Charles Haddon Spurgeon's Evening Devotional For Friday April 28, 2017 |
Evening Time: 9:07 PM PST
"All the house of Israel are impudent and hardhearted." --Ezekiel 3:7
Are there no exceptions? No, not one. Even the favoured race are thus
described. Are the best so bad?--then what must the worst be? Come, my heart,
consider how far thou hast a share in this universal accusation, and while
considering, be ready to take shame unto thyself herein thou mayst have been
guilty. The first charge is impudence, or hardness of forehead, a want of
holy shame, an unhallowed boldness in evil. Before my conversion, I could sin
and feel no compunction, hear of my guilt and yet remain unhumbled, and even
confess my iniquity and manifest no inward humiliation on account of it. For a
sinner to go to God's house and pretend to pray to Him and praise Him argues a
brazen-facedness of the worst kind! Alas! since the day of my new birth I have
doubted my Lord to His face, murmured unblushingly in His presence, worshipped
before Him in a slovenly manner, and sinned without bewailing myself concerning
it.

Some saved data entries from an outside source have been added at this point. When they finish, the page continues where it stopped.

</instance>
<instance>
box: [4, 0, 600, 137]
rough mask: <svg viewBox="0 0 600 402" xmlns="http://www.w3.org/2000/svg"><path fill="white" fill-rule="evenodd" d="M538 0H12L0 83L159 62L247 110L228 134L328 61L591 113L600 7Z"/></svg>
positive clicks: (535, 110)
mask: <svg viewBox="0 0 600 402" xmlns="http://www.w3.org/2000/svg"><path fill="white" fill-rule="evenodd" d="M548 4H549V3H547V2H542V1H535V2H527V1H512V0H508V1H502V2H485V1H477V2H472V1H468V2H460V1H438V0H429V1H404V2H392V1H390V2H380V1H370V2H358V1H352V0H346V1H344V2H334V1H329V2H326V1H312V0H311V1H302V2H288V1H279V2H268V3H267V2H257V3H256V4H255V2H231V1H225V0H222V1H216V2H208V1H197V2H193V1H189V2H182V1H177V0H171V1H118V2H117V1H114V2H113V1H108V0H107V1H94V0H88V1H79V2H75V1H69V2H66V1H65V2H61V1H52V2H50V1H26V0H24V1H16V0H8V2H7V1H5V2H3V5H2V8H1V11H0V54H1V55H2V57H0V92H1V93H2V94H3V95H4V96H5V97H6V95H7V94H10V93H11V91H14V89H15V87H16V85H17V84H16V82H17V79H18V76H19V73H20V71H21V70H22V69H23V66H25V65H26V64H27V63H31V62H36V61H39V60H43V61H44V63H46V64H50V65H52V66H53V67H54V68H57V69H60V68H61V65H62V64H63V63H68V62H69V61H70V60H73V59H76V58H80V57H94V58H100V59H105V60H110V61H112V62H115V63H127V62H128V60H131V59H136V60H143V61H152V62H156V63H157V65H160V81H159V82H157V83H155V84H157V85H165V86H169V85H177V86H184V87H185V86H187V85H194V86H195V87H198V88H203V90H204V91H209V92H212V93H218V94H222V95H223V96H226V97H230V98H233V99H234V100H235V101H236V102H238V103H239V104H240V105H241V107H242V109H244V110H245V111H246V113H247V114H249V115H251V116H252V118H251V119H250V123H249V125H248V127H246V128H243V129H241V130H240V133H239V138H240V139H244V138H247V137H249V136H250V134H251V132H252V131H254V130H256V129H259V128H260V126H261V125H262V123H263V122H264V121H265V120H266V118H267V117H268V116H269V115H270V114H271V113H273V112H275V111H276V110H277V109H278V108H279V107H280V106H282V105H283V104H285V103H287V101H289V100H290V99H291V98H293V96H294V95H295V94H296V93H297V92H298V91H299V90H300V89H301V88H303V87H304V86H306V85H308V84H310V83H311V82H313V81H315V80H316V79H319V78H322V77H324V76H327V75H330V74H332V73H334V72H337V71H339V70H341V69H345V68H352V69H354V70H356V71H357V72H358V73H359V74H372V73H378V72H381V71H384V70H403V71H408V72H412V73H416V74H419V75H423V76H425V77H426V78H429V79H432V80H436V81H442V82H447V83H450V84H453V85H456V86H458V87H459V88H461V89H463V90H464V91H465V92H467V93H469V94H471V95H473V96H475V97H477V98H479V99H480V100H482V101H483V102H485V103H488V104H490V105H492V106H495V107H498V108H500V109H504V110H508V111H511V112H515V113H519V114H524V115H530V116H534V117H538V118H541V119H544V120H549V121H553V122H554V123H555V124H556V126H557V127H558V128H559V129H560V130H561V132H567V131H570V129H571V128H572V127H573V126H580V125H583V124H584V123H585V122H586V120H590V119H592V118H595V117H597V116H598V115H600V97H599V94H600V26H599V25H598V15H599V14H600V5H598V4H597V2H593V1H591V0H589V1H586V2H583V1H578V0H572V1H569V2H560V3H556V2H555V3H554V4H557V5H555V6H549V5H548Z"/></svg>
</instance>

If my forehead were not as an adamant, harder than flint, I should have far
more holy fear, and a far deeper contrition of spirit. Woe is me, I am one of
the impudent house of Israel. The second charge is hardheartedness, and I
must not venture to plead innocent here. Once I had nothing but a heart of
stone, and although through grace I now have a new and fleshy heart, much of my
former obduracy remains. I am not affected by the death of Jesus as I ought to
be; neither am I moved by the ruin of my fellow men, the wickedness of the
times, the chastisement of my heavenly Father, and my own failures, as I should
be. O that my heart would melt at the recital of my Saviour's sufferings and
death. Would to God I were rid of this nether millstone within me, this hateful
body of death. Blessed be the name of the Lord, the disease is not incurable,
the Saviour's precious blood is the universal solvent, and me, even me, it will
effectually soften, till my heart melts as wax before the fire.